Abstract

Background and Objective: The hypo-reflective Optical Coherence Tomography (OCT) imaging of the pseudo retinal layer strengthens the analysis of various retinal disorders, including Macular Edema (ME)/Diabetic Macular Edema (DME). The primary challenge in the automatic identification and analysis of ME cases is the presence of multiplicative speckle noise and variational edge boundaries. This paper presents an automated algorithm for detecting ME and cyst segmentation. Methods: The algorithm is implemented in three steps. The first step includes the removal of OCT’s predominating speckle noise. In this regard, edge-preserving modified guided image filtering (mGIF) has been employed. After that, the boundaries of retinal layers are segmented using a modified level set spatial fuzzy clustering (LSFCM) algorithm. This process identifies the inner limiting membrane and retinal pigment epithelium layer. The macular thickness between these layers is essential for the detection of edema cases. The third step identifies the presence of cystoid fluid inside positive edema cases using a modified Nick’s threshold, followed by modified LSFCM, applied to mGIF filtered green channel OCT images. Results: The algorithm is tested on a local database (DS1) containing 260 OCT (187 normal and 73 diseased) images. The algorithm’s performance is validated using standard database verification protocols considering the Duke University DME database (DS2) and OPTIMA database (DS3).
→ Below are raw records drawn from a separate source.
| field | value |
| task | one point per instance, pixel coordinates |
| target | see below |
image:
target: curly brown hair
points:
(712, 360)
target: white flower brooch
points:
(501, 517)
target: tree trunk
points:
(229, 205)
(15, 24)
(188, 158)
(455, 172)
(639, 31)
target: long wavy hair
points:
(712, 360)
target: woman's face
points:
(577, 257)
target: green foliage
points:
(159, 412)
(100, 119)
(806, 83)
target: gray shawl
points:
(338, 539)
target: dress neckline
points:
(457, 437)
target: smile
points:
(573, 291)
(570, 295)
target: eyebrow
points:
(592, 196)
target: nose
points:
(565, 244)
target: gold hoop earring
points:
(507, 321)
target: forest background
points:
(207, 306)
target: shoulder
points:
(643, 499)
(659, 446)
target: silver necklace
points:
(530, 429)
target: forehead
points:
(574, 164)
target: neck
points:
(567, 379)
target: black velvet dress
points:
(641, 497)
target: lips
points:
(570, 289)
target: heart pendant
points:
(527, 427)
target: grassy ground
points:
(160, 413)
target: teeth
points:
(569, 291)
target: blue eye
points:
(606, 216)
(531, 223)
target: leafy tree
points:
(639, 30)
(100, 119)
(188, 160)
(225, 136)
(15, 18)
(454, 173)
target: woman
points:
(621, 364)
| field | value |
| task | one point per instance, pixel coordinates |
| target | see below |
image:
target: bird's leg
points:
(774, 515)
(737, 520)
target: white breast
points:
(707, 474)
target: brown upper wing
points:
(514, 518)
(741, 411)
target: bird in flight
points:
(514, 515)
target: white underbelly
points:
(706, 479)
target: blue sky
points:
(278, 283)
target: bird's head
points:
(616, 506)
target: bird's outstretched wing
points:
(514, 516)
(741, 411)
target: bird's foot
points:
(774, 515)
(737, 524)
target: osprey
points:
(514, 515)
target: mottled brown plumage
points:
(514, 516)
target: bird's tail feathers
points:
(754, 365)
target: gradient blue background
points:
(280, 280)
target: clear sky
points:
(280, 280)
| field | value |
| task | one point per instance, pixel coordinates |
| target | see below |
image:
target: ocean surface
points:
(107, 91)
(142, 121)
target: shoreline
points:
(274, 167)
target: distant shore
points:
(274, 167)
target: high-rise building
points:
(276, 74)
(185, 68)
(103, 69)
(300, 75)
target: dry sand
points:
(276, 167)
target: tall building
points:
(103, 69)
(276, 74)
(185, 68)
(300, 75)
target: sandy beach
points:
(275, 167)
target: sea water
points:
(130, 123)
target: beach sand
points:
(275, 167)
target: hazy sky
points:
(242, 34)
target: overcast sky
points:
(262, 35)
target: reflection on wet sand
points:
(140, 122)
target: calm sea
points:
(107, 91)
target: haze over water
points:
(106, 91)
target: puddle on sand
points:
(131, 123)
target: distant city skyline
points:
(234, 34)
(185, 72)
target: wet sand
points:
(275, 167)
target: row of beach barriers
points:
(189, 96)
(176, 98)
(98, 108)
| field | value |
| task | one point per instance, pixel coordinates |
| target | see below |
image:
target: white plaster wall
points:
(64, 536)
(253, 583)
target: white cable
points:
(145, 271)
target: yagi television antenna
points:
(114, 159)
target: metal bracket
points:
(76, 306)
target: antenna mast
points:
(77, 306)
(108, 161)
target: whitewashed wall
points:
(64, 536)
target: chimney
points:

The databases are annotated by two professional ophthalmologists. The method records an average 97.37% accuracy and an F1-score of 98.69% in detecting ME cases in the DS1 and DS2 databases. The average sensitivity, specificity, accuracy, precision, recall, and F1-score obtained for cyst detection are 98.92%, 99.22%, 98.95%, 98.33%, 98.92% and 98.25%, respectively, obtained from DS1, DS2 database positive ME cases, and DS3 database. The algorithm enhances OCT analysis with comparable efficiency over current state-of-the-art methodologies. Conclusion: The algorithm enhances OCT analysis with efficient speckle noise removal and variational boundary detection of the OCT layer with comparable efficiency over current state-of-the-art methodologies.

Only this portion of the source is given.